I wanted to attempt to write out the big picture of what I hope to develop, especially since this past weekend really helped me start seeing a kind of range of applications that could stem off of the initial infrastructure I've been working on.
So, before I start, I'd like to introduce two terms:
- Microcontroller (eg: an Arduino): it's essentially a computer with a limiting amount of processing power. The Arduino is perhaps the most popular prototyping platform, probably because it is open-source. It's not hard to get started since there's virtually an infinite range of applications for these devices and tons of tutorials.
- Zigbee Mesh Network (eg: XBee uses Zigbee protocol): this is a language for wireless communication, as is WiFi; the difference is less bandwith, but more range (up to 1 mile). The one main thing to know is that to start a network, you need a coordinator chip, and then you add on as many "nodes" as you like. All nodes will try to forward their information to the coordinator chip. Also, each node can relay another nodes data, so in theory, the range is infinite.
I''d like to map out the basic architecture (I'll try to make this a fancy picture when I have access to a comfortable computer) by taking the greenhouse example we discussed this weekend:
greenhouse –> sensor –> Xbee Node–> Xbee Coordinator –> Arduino –> Internet
The idea of having things connected to the internet is that it streamlines data-logging (you don't have to physically remove any memory sticks) and now the user can observe and control the network in real-time from anywhere with internet connection.

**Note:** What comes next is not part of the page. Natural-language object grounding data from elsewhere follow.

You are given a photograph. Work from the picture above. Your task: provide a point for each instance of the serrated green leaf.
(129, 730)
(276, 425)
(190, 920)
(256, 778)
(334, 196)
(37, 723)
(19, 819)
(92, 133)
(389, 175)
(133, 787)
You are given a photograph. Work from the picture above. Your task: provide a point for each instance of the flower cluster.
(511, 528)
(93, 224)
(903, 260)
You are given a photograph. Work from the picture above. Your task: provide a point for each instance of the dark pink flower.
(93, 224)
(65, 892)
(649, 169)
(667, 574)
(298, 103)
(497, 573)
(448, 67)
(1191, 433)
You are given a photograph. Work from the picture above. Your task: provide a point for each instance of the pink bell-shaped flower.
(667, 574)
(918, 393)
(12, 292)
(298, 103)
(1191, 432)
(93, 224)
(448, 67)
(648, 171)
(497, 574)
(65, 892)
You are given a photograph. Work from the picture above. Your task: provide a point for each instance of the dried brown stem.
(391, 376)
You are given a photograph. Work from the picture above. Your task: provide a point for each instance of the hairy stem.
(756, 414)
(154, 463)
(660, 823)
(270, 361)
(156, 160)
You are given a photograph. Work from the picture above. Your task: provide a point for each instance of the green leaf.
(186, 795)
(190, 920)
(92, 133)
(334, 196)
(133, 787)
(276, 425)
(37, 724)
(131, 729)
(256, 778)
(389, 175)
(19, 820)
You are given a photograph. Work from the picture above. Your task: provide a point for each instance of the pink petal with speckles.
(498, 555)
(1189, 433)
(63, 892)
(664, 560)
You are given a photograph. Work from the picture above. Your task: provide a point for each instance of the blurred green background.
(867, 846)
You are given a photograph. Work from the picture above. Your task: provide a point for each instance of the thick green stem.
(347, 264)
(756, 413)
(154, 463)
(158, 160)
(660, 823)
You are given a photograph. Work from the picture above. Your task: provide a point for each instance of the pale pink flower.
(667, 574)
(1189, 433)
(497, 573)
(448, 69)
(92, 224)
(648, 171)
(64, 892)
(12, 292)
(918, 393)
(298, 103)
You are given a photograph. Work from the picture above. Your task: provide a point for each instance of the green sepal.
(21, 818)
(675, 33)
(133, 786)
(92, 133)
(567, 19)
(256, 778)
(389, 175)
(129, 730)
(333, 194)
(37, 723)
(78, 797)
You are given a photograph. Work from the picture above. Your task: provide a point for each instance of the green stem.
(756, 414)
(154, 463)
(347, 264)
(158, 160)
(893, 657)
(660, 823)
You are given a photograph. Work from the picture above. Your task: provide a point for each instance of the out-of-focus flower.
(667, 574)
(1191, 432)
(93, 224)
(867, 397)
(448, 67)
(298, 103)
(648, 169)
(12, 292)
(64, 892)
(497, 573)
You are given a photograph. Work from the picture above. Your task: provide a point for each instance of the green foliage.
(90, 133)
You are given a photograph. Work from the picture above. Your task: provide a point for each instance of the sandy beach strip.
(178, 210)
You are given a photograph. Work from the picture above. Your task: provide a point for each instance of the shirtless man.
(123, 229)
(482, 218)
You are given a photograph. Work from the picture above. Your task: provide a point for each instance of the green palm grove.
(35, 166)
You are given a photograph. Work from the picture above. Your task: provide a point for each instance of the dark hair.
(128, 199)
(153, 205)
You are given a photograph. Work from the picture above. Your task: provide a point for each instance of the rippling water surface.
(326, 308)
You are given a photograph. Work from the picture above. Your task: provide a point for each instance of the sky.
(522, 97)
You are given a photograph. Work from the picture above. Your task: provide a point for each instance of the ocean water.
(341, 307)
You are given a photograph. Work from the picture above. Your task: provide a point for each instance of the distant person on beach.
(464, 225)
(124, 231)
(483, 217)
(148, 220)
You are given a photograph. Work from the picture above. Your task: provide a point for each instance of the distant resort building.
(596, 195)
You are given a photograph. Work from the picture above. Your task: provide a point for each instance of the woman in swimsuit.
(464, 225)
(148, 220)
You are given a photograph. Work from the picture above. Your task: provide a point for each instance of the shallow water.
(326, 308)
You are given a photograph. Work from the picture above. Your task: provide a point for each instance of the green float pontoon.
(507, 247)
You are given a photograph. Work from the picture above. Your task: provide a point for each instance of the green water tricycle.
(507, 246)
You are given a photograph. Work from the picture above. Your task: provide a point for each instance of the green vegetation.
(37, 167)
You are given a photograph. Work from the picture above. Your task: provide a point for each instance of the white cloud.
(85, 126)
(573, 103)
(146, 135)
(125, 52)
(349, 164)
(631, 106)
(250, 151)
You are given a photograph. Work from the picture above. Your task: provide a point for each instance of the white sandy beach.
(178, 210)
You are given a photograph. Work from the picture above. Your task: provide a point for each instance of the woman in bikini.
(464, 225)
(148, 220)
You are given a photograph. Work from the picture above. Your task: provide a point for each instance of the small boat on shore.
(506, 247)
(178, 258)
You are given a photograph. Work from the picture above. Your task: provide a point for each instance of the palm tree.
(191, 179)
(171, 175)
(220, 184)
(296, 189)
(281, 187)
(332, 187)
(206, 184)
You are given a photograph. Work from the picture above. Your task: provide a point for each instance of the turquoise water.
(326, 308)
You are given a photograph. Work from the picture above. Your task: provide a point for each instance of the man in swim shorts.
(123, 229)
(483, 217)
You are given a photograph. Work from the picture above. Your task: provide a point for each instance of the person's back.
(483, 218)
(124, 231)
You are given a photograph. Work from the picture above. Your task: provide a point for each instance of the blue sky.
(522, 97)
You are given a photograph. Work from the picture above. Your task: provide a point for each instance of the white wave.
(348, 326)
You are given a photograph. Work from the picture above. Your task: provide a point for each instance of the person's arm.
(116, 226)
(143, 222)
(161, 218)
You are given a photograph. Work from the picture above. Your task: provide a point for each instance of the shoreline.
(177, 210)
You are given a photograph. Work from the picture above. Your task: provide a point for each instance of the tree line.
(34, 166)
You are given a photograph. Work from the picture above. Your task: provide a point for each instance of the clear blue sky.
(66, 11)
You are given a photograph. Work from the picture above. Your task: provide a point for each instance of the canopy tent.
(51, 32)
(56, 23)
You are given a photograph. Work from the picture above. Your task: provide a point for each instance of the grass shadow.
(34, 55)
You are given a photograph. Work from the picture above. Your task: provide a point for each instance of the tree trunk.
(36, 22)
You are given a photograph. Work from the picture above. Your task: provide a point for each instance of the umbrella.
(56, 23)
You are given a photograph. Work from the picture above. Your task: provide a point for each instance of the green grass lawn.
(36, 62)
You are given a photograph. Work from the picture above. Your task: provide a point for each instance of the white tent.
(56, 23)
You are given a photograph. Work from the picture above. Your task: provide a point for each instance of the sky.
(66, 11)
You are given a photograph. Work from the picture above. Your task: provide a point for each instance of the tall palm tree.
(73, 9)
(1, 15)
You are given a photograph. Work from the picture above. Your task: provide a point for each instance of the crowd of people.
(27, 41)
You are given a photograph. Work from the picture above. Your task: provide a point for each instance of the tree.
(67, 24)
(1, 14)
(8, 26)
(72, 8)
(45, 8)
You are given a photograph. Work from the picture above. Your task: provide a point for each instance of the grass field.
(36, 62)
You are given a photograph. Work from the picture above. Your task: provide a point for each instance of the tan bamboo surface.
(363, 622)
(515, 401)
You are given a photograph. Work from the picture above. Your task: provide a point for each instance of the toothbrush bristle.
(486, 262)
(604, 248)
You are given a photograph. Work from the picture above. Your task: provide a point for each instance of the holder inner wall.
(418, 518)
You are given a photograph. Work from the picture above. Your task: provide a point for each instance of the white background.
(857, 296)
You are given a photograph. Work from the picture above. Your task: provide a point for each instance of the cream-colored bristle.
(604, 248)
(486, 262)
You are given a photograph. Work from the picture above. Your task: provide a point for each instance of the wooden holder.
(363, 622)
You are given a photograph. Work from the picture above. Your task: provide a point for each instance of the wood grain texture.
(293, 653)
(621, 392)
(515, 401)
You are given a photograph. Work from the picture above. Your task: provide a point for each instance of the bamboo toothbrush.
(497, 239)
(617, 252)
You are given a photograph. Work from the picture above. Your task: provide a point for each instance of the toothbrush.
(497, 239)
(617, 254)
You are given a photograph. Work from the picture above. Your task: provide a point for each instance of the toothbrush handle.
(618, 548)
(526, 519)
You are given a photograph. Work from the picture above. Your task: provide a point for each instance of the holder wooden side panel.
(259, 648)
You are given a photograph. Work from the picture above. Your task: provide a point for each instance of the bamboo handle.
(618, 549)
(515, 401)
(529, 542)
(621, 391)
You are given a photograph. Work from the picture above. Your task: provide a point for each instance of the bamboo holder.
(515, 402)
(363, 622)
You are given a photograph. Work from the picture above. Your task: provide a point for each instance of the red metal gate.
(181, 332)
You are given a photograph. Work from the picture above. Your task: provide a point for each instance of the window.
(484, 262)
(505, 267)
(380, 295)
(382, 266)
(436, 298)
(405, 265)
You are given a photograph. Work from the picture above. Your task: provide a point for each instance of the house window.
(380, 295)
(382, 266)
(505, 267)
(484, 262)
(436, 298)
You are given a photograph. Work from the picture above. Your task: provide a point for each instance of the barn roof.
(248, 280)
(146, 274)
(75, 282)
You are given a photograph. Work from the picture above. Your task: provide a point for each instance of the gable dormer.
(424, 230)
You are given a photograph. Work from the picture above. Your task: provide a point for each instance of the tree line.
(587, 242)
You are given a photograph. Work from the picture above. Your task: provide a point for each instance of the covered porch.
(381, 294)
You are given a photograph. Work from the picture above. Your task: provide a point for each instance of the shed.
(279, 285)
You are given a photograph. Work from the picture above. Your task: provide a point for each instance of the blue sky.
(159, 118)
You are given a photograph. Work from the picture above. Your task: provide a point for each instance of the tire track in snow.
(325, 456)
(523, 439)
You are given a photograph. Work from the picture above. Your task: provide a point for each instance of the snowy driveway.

What's also nice is that once you have the basic framework down (ie: XBee Coordinator –> Arduino –> Internet), you can start adding more nodes with different functions which many people suggested this weekend:
- monitoring refrigeration
- monitoring wash stations
- monitoring and alarms of movement in fields
- automating chicken feed
- weather stations
- monitoring energy use
- electric fence node
- anything else you can dream up
The cost of these electronics being relatively cheap and the entire project being open-source means that users can tinker with any component. You want to add a node that I haven't developed yet, go for it! I'd like to allow users to choose their own level of involvement, anywhere from only buying a subscription to the server (whatever is economically feasible) and building and installing all their components to a full-service where I could set up and maintain the entire network. Technically, a single farmer could implement the whole system, including the server on their own, but economically it makes sense for several farmers to share a server. Although the time invested learning about electronics and software would probably not make much sense for most farmers, the information will be readily available by virtue of being open-source and I would provide my services to bridge the gap.